Following the Republican debate on Thursday the establishment media trashed Donald Trump’s performance. The Wall Street Journal asked if America needs an angry leader.

Fox News called Kasich the “dark horse” of Republican candidates.

“U.S. voters are angry about economic and political stagnation. But how many of them want an angry leader? It’s a good bet that as the campaign wears on, a more positive message about how to move the country forward will be more appealing,” Linda Killian writes for the newspaper.

Killian says the “crowd favorite” was Ohio Gov. John Kasich, who offered “one of the most cohesive visions articulated for what he thinks needs to be done in this country and why he wants to be president.”

Kasich “has a positive message about helping all Americans get ahead” and “does not come from a political dynasty.”

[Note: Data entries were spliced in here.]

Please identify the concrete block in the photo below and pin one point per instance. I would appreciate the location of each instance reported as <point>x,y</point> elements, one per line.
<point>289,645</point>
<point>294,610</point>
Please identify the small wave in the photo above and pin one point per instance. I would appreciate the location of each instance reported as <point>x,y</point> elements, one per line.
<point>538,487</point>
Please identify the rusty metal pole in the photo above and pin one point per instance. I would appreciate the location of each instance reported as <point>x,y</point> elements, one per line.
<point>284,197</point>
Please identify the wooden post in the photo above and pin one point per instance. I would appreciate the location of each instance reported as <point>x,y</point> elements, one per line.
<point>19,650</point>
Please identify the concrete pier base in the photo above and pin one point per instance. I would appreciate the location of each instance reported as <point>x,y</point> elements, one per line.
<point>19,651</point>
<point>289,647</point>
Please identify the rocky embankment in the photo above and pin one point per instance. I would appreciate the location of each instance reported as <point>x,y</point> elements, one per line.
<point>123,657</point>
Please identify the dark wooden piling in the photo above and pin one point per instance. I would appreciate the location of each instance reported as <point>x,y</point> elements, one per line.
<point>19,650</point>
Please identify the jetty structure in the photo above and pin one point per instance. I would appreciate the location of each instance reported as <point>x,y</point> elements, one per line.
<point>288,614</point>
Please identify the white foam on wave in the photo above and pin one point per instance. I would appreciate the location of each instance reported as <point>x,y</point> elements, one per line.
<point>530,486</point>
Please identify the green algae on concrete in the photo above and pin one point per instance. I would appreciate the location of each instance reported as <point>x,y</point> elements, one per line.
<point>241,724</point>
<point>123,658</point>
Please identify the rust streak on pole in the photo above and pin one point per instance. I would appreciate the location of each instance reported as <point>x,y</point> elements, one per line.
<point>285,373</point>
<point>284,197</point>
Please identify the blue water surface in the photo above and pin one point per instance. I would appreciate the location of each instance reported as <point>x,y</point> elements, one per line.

He does, however, come from a culture that led the way in destroying the economy: the investment bank Lehman Brothers.

Kasich was the managing director of Lehman’s investment banking division when the company declared bankruptcy in September, 2008. The bankruptcy precipitated the financial turmoil that led to the so-called “Great Recession,” in fact the Second Great Depression.

Lehman was at the forefront of the subprime crisis. From 2004 to 2006, it saw a 56 percent surge in revenues from mortgage-backed securities and contributed substantially to the housing bubble that would take down the economy.

“The culprits blamed for the failure of Lehman Brothers in September of 2008 included the company’s top executives, their accountants, their highly-leveraged loans that had started going bad, their success at hiding those bad loans by cooking the books, and their lenders demanding more and better collateral,” writes Bob Adelmann, citing Anton Valukas who wrote a report on the investment bank failure.

As a managing director Kasich was one of those top executives responsible for the reverse engineering and book-cooking that disguised the bank’s toxic financial condition. Kasich and the other executives were not held responsible for the collapse that eventually led to a taxpayer funded bailout and giveaway to banks, including Goldman Sachs, Citigroup, Morgan Stanley, Bank of America and dozens of others.

The Wall Street Journal and others praising the former bankster’s performance during the debate on Thursday did not mention his role in the financial crisis.

“John Kasich may not have won the first GOP debate outright, but he used his home-field advantage, complete with rousing cheers, to tout his resume, sell his philosophy and boost his name-recognition,” reports USA Today.

That resume includes the destruction of Lehman Brothers and its contribution to the current economic situation that has negatively affected the lives of millions of Americans.